The decline in shares following the April 2010 blowout has left Transocean undervalued and “highly attractive” at current prices, James West, a New York-based analyst at Barclays Capital, said Jan. 3 in a note to clients. The stock was trading at the time of his note at about 75 percent of the company’s net-asset value, compared with the 10-year average of 115 percent for the industry group, he said.
Icahn’s planned additional purchase of Transocean shares would amount to at least 3.4 percent of the company based on the Jan. 11 closing share price of $54.09, and would make Icahn one of the top two shareholders.

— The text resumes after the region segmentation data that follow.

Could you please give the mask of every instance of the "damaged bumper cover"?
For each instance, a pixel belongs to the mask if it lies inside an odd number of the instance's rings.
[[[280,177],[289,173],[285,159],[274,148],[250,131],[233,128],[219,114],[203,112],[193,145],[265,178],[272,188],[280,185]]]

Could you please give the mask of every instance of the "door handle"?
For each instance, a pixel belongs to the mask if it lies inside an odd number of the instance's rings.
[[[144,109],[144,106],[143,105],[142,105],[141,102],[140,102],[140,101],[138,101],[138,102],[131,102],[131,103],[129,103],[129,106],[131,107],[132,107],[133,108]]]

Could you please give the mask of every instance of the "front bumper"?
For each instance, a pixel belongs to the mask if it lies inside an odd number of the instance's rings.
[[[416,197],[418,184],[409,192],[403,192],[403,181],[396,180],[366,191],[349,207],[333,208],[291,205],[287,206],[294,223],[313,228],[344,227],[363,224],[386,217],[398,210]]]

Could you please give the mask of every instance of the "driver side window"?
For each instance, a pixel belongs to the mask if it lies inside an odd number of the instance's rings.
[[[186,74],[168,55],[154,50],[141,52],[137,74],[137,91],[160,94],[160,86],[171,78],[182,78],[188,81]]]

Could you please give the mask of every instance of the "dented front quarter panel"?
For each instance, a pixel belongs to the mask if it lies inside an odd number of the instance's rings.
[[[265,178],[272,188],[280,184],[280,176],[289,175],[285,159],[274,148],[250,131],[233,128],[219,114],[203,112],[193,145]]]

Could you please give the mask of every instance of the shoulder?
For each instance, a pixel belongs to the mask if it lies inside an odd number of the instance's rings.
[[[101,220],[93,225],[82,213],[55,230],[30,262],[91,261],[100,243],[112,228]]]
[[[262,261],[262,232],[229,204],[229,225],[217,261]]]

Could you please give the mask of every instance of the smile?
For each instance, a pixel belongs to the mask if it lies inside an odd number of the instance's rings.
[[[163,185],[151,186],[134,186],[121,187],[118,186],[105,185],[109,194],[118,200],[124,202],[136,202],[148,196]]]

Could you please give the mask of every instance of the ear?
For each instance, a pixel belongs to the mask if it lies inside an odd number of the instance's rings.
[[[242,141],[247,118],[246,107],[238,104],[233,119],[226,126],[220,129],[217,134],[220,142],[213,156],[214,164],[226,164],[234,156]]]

Capital Group Companies Inc. is the largest shareholder with a 4.92 percent stake worth $995.7 million and Franklin Resources is second with $524.6 million of shares, according to data compiled by Bloomberg.
While the amount Icahn is trying to acquire is more than the $682.1 million threshold established under the Hart-Scott-Rodino Antitrust Improvements Act, it’s less than 25 percent of outstanding shares, the Vernier, Switzerland-based company said in its statement.
Earlier this month, the company agreed to plead guilty to one misdemeanor count of violating the Clean Water Act as owner of the Deepwater Horizon rig that drilled BP Plc’s ill-fated Macondo well off the Louisiana coast, according to a filing in federal court in New Orleans.
Transocean will pay a $400 million criminal fine and $1 billion in civil penalties plus interest for the explosion that killed 11 workers, destroyed the Macondo well and spewed millions of barrels of crude into the Gulf of Mexico.
Transocean shares surged the most in 28 months after the settlement was announced Jan. 3, and yields on company debt fell, signaling rising investor demand.
Since the disaster, the company has continued to dominate the Gulf of Mexico’s deep-water drilling market. Fourteen of the 37 rigs actively drilling in Gulf water depths of at least 1,000 feet (305 meters) are owned by Transocean, more than any other operator, according to Dice Holdings Inc.’s Rigzone, which tracks global offshore rig data.